Berlusconi riflette se dare il colpo di grazia al Governo – che le sue reazioni alla condanna rendono inevitabilmente più debole – o se consentirgli di giungere fino al termine che si è prefissato, cioè il semestre di presidenza italiana della Ue. Questa riflessione solitaria – di cui avremo notizia, come d’uso, via video – sta diventando il baricentro della politica italiana, e l’epicentro del terremoto che potrebbe sconvolgerla. Già questo dipendere delle sorti di un Paese dalla volontà di un uomo ci dice qualcosa della debolezza di una politica che fatica a sottrarsi all’incontro fatale con un destino privato – divaricato rispetto al bene comune e che pure ancora tenta di sovrapporsi ad esso -.
La salvezza di Berlusconi implica infatti uno strappo al patrimonio più prezioso di un Paese civile: il rispetto delle regole, e in definitiva di se stesso. Il rispetto della Costituzione e del
principio di uguaglianza; il rispetto della legge Severino che per lo svolgimento del ruolo di parlamentare fissa requisiti che Berlusconi ha perduto; il rispetto di una sentenza definitiva, che non può essere elusa; il rispetto del regolamento del Senato, che rende impossibile impedire in tempi brevi il ricorso al voto segreto (come del resto è prassi per i voti sulle persone).
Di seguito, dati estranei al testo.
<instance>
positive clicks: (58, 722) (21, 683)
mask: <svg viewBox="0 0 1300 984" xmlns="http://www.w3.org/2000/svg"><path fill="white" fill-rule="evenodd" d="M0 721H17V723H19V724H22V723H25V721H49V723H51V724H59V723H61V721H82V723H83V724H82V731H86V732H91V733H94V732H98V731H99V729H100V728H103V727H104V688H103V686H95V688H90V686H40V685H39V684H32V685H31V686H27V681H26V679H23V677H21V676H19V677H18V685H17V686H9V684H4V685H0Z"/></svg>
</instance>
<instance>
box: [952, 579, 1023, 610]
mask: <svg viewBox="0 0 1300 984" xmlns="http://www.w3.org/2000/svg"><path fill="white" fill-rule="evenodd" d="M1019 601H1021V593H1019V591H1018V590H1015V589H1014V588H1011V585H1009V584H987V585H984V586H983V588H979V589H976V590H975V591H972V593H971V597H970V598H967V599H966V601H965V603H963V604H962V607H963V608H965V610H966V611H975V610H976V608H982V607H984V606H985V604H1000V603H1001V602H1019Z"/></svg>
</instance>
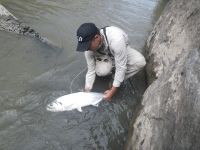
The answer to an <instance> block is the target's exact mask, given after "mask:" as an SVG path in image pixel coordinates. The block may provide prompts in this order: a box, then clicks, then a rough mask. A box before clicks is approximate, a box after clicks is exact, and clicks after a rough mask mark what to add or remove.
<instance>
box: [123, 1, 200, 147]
mask: <svg viewBox="0 0 200 150" xmlns="http://www.w3.org/2000/svg"><path fill="white" fill-rule="evenodd" d="M199 18H200V1H199V0H191V1H187V0H179V1H176V0H171V1H169V2H168V4H167V6H166V7H165V10H164V11H163V14H162V15H161V17H160V18H159V20H158V22H157V23H156V25H155V27H154V29H153V31H152V33H151V35H150V37H149V38H148V41H147V50H148V52H147V61H148V65H147V72H148V79H149V83H151V84H150V86H149V87H148V89H147V90H146V92H145V94H144V97H143V100H142V105H143V108H142V109H141V111H140V113H139V116H138V117H137V119H136V121H135V123H134V124H133V126H132V127H133V134H132V136H131V137H130V140H129V142H128V144H127V148H126V149H127V150H199V149H200V19H199Z"/></svg>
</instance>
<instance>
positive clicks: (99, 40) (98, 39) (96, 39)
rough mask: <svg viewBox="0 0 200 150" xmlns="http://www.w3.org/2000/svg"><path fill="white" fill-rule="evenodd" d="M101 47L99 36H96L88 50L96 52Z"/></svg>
mask: <svg viewBox="0 0 200 150" xmlns="http://www.w3.org/2000/svg"><path fill="white" fill-rule="evenodd" d="M100 46H101V35H99V34H96V35H95V36H94V38H93V39H92V41H91V43H90V47H89V50H91V51H96V50H97V49H98V48H99V47H100Z"/></svg>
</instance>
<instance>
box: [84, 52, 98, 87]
mask: <svg viewBox="0 0 200 150" xmlns="http://www.w3.org/2000/svg"><path fill="white" fill-rule="evenodd" d="M85 58H86V62H87V68H88V71H87V73H86V78H85V89H89V90H91V89H92V87H93V84H94V80H95V77H96V73H95V58H94V52H91V51H85Z"/></svg>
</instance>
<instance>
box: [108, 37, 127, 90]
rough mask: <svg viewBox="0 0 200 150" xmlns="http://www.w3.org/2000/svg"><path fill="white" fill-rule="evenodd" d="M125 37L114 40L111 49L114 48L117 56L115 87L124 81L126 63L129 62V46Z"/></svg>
mask: <svg viewBox="0 0 200 150" xmlns="http://www.w3.org/2000/svg"><path fill="white" fill-rule="evenodd" d="M126 46H127V45H126V42H125V40H124V38H123V37H122V38H118V39H117V40H114V41H112V43H111V49H112V50H113V54H114V58H115V67H116V70H115V77H114V81H113V86H114V87H119V86H120V85H121V83H122V82H123V81H124V77H125V73H126V69H127V67H126V64H127V47H126Z"/></svg>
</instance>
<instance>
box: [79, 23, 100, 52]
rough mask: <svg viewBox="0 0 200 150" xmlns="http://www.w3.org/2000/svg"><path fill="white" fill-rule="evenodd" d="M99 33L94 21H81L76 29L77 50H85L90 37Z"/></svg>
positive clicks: (87, 47) (90, 38)
mask: <svg viewBox="0 0 200 150" xmlns="http://www.w3.org/2000/svg"><path fill="white" fill-rule="evenodd" d="M97 33H99V29H98V28H97V27H96V25H95V24H94V23H83V24H82V25H81V26H80V27H79V28H78V30H77V32H76V35H77V39H78V45H77V49H76V50H77V51H79V52H84V51H87V50H88V48H89V46H90V42H91V40H92V38H93V37H94V36H95V35H96V34H97Z"/></svg>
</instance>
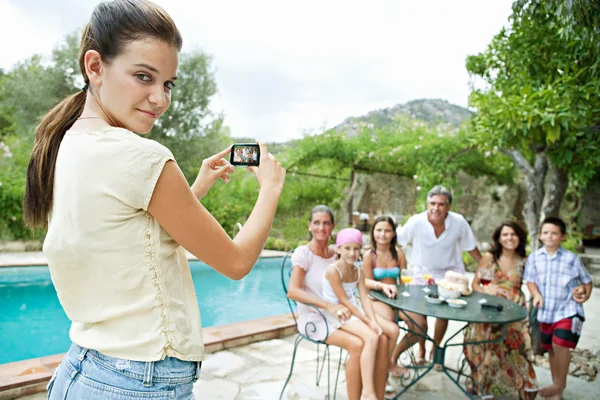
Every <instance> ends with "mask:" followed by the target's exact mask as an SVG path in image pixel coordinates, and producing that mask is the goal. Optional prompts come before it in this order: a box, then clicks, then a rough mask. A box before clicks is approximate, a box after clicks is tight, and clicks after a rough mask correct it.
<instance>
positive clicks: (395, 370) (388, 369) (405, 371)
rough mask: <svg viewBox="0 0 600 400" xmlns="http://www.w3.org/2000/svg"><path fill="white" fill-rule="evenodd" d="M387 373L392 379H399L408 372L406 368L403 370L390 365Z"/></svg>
mask: <svg viewBox="0 0 600 400" xmlns="http://www.w3.org/2000/svg"><path fill="white" fill-rule="evenodd" d="M388 371H389V373H390V375H392V376H394V377H399V376H402V375H404V374H408V370H407V369H406V368H403V367H401V366H399V365H396V364H392V363H390V367H389V369H388Z"/></svg>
L’eccezione politica alle norme giuridiche non sarebbe motivata dalla salus populi ma dalla salvezza di uno solo, che per trattare la propria salvezza personale da una posizione di forza minaccia di trasformare in un grave danno per la repubblica (la caduta del governo) ciò che invece è un bene collettivo: il perseguimento della legalità.
Mentre medita se e come dar corpo a questa perversione – a questo ennesimo e avvelenato assoggettamento del pubblico al privato – Berlusconi inquina la politica con una nube nera di sospetti. Intorno al suo caso, infatti, si annodano e convergono tutti gli interrogativi e tutte le incertezze: chi salverà chi nel voto in giunta e poi in Aula; chi lavora con chi, apertamente o sotterraneamente, a far cadere il governo, e con quali fini; chi tradisce chi, o chi va in soccorso di chi, per formare una diversa maggioranza che consenta almeno la riforma della legge elettorale, prima delle ennesime elezioni anticipate. Se il Pdl intreccia la vicenda di Berlusconi al governo, e alla profonde lacerazioni che lo attraversano (falchi e colombe, politicisti e aziendalisti), il Pd vi aggiunge anche le proprie questioni congressuali – con alcuni candidati che sembrano tifare per la prosecuzione del governo Letta, e altri invece più propensi ad accorciarne la durata -.
Una crisi di sistema si sta annunciando; non può essere che il Presidente della Repubblica e il Presidente del Consiglio reggano da soli il peso della politica italiana; che le diano stabilità se tutto è preda di paradossi, incertezze, conflittualità che impediscono la costruzione di nuovi assetti politici e istituzionali. Questi ultimi sono appesi a un processo di riforme appena iniziato che si interromperebbe in caso di crisi di governo; quanto al sistema politico – il grande malato del nostro Paese, alle cui plurime debolezze una riforma della Costituzione può dare risposte solo parziali e indirette – fa acqua da tutte le parti, a destra e a sinistra (sia pure con modalità e per motivi diversi).
L’Unità 17.09.13
A destra Berlusconi lo comprende, e vi reagisce, a modo suo: cioè inventando il passato, rispolverando Forza Italia come strumento più fidato e sicuro del Pdl per il fine che egli assegna a un partito di destra: salvare il soldato Silvio, fargli vincere (o almeno pareggiare) ancora una volta le elezioni. Un partito che non troverà la sua ragion d’essere in una tradizione, in una cultura, in un’elaborazione, in una partecipazione, in un’organizzazione: un’entità che sarà quindi un partito di scopo, che vivrà la vita del suo fondatore e padrone. E che dunque non darà una mano a rafforzare il quadro politico sulla destra dello schieramento.
È evidente, allora, che ancora più gravoso sarà il compito, e a ancora più gravi gli interrogativi, che gravano sul Pd: chiamato a riflessioni, discussioni e decisioni che vanno ben oltre le vicende personali di questo o di quello, e che convergono sulla questione più generale: è ancora possibile fare efficacemente politica in Italia, e come? Una domanda cruciale, se è vero che dalla crisi economica e sociale che ci attanaglia si uscirà solo se i timidi segnali di ripresa che si annunciano saranno sostenuti e sviluppati da un politica forte, stabile e democratica. Quella che ancora ci manca, e che dobbiamo costruire con chiarezza e decisione.